I really believe that women tend to go to a certain state of mind when they're patients and relying on a doctor's care. It's called "helpless patient mode." Ironically, when we have a sick child, spouse or other loved one, we can be a doctor's biggest nightmare. We're brilliant and strong when advocating for a loved one. A mother will do an inordinate amount of research and will carefully question the pediatrician when her child is ill. But when she is ill, it’s another story altogether. Women tend to do what their doctors tell them to do. We don't listen to ourselves, to our guts. We simply want that doctor to fix us, give us that magic pill, and quick, so we can go about doing all the millions of things we do to take care of other people.
I admit that I'm totally guilty of this. Big-time. In fact, my hysterectomy may not have even happened if I hadn't succombed to the all-too-easy "helpless patient mode." I may have chosen another option if I'd been aware of the other options and hadn't relied so completely on what I was told was my only option.

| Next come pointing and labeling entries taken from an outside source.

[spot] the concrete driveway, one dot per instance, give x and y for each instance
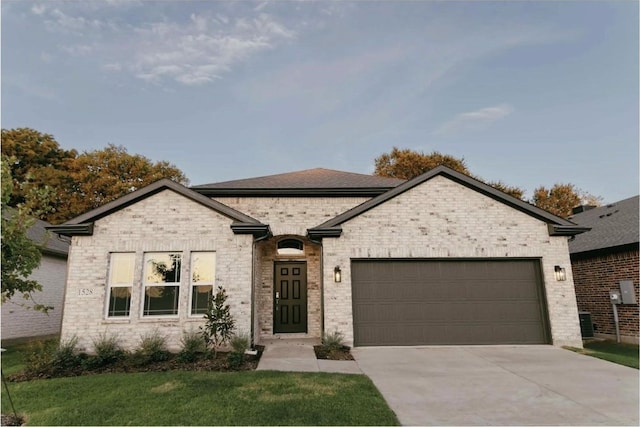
(501, 385)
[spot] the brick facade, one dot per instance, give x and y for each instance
(19, 322)
(164, 222)
(436, 219)
(594, 277)
(443, 219)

Before my hysterectomy, I developed horrible reflux. I always had a sick feeling in my stomach and was diagnosed with Irritable Bowel Syndrome. I followed my doctor's advice and took medicine for the reflux and other medication for the IBS. By taking the pills as prescribed, I took it for granted that it was just a matter of time and I would get better.

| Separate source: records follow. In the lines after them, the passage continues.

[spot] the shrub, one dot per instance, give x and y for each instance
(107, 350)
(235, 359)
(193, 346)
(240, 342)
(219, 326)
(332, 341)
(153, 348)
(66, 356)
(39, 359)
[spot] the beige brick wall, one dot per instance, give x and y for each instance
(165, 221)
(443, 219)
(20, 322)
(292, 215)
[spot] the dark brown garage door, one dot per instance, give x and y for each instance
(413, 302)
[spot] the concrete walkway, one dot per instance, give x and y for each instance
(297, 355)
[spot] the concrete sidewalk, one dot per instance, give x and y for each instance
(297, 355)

Time passed and I went on with my life, ignoring the fact that I was not getting any better. I learned to compensate for my bowel issues and kept up the façade required in my day-to-day routine; philanthropy work, traveling and attending functions. But nothing would make the reflux and IBS go away. In fact I got worse – much worse -- and landed in the hospital with Diverticulitis. The pain was excruciating. I thought I was going to die. I was hospitalized for five days, with two strong antibiotics, Flagyl and Cipro, pumping into my system. On the second day, I was completely numb from the waist down. I was terrified, with no idea what was wrong with me. No one had warned me that numbness in the legs is a side effect of Flagyl.

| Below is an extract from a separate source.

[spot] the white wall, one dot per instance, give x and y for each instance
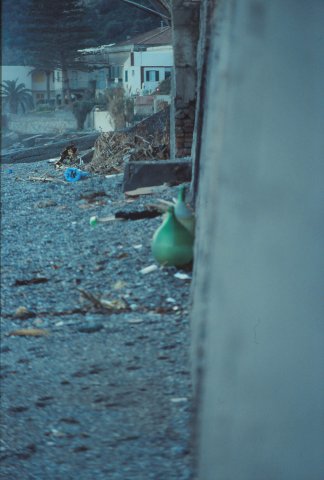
(155, 58)
(14, 72)
(258, 309)
(102, 121)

Back then, I was obviously in the "helpless patient mode." But then again, I was so sick that I couldn't exactly advocate for myself. Instead I went along with my doctor's advice to have a complete hysterectomy, which apparently would solve my endometriosis issue and all the other issues I was having. It was supposed to be the answer -- that quick cure, "magic pill" that I so desperately wanted in order to get my life back. What I've learned since is that there is no magic pill and that you should always get a second opinion. No matter how sick you are, you need to advocate for yourself or have somebody else step in to advocate for you.